Für das Deutsche Reich deutete sich damit schon am dritten Kriegstag ein
politisches Desaster an, drohte doch der wichtigste neutrale Staat wie schon im
Ersten Weltkrieg erneut in das Lager der Feinde abzudriften. Doch der
diplomatische Schaden blieb diesmal aus. Den Deutschen gelang es, ihren klaren
Verstoß gegen das internationale Seerecht mit beachtlichem Geschick zu
vertuschen. Dazu trug auch der Kommandant von U-30, Oberleutnant z. S. Fritz
Julius Lemp bei, der seinen fatalen Fehler, durch den er im übrigen auch gegen
einen klaren Führerbefehl verstoßen hatte, sofort nach dem Auftauchen bemerkte.

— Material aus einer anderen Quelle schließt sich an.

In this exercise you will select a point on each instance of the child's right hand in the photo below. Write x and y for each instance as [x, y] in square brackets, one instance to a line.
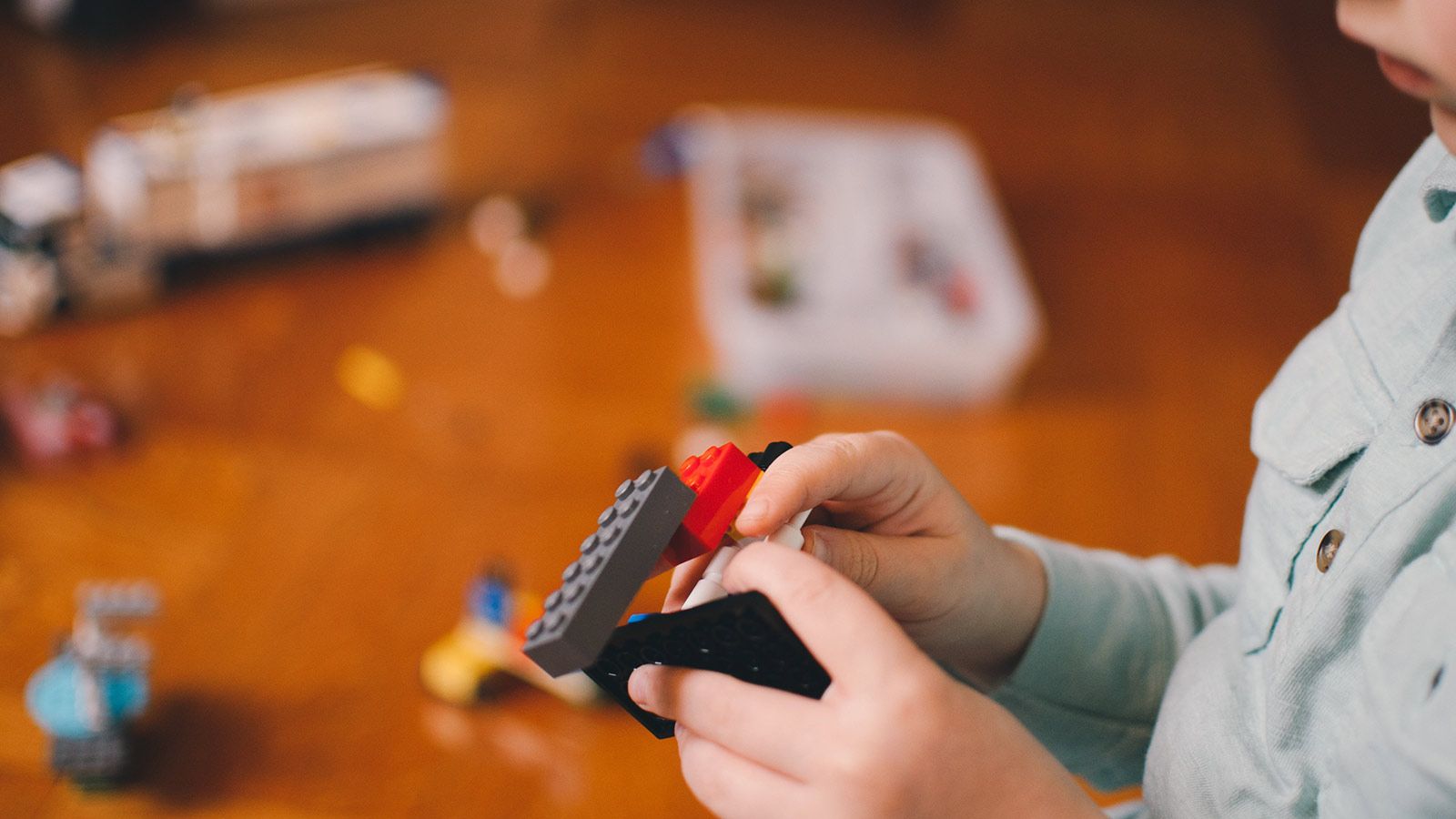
[890, 521]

Was er nach nur oberflächlicher Lagebeurteilung im schwindenden Tageslicht für
einen britischen Hilfskreuzer gehalten hatte, entpuppte sich als erheblich
überladener Passagierdampfer. Der 26-jährige Offizier verschwieg die Versenkung
zunächst dem BDU in Wilhelmshaven und vergatterte zudem seine 43-köpfige Crew zu
strengster Verschwiegenheit. Als jüngster deutscher U-Bootkommandant nach
Abschluss seiner ersten Feindfeind mit dem EK I ausgezeichnet und von der
NS-Propaganda gefeiert, da er außer seinem irrtümlichen Angriff auf die Athenia
immerhin noch zwei Frachter unter regulären Bedingungen aufgebracht hatte,
konnte Lemp für sein Vergehen unmöglich noch zur Verantwortung gezogen
werden. Das Deutsche Reich beteuerte weiter seine Unschuld, ließ die
Marineführung das Logbuch fälschen und sprach mit gebotener Dreistigkeit von
einer perfiden Inszenierung der Briten. Nicht ohne Erfolg: Tatsächlich zeigten
sich die Vereinigten Staaten zunächst ängstlich um Neutralität bemüht und
verweigerten deshalb später sogar den geretteten US-Bürgern einen militärischen
Begleitschutz über den Atlantik.
Der Hamburger Historiker und Publizist Cay Rademacher schildert den Show-Down zu
dieser ersten maritimen Tragödie des Zweiten Weltkrieges in minutiöser und
gleichwohl souveräner Manier. Dabei versteht er die Lebenswege und
Familienverhältnisse einer Vielzahl von Reisenden aus Kanada und den Vereinigten
Staaten, aber auch aus den von Hitlerdeutschland bedrohten oder schon besetzten
Staaten Osteuropas zu einem dramatischen Gesamtbild zusammen zu fügen. Zunächst
überglücklich, dem drohenden Krieg in Europa entkommen zu sein, wurden viele von
ihnen doch seine ersten Opfer. Man mag das Buch bald nicht mehr aus der Hand
legen und fiebert mit bei der dramatischen Rettungsaktion, die in einem Chaos
aus Rauch, Öl, überfluteten Decks und traumatisierten Passagieren allmählich
Gestalt annimmt. Zwar gelang es der umsichtigen Besatzung, alle überlebenden
Passagiere schließlich in den 26 hölzernen Rettungsbooten unterzubringen,
während sich die Athenia schon bedrohlich zur Seite neigte. Doch viele Familien
wurden dabei auseinander gerissen und die lähmende Ungewissheit über das
Schicksal ihrer Angehörigen machten die langen Stunden auf dem stockdunklen
Atlantik für die erschöpften Menschen zu einer Tortur. Auch als gegen
Mitternacht das erste von insgesamt vier Rettungsschiffen an der Unglücksstelle
auftauchte, war die Gefahr für die oft nur notdürftig bekleideten und
ölverschmierten Schiffbrüchigen noch lange nicht gebannt. Als besonders tragisch
erwies es sich, dass ausgerechnet beim Versuch, aus den schon voll gelaufenen
Rettungsbooten an Bord der Hilfsschiffe zu gelangen, noch zwei Boote verloren
gingen und sich dadurch die Zahl der Opfer auf insgesamt 118 erhöhte.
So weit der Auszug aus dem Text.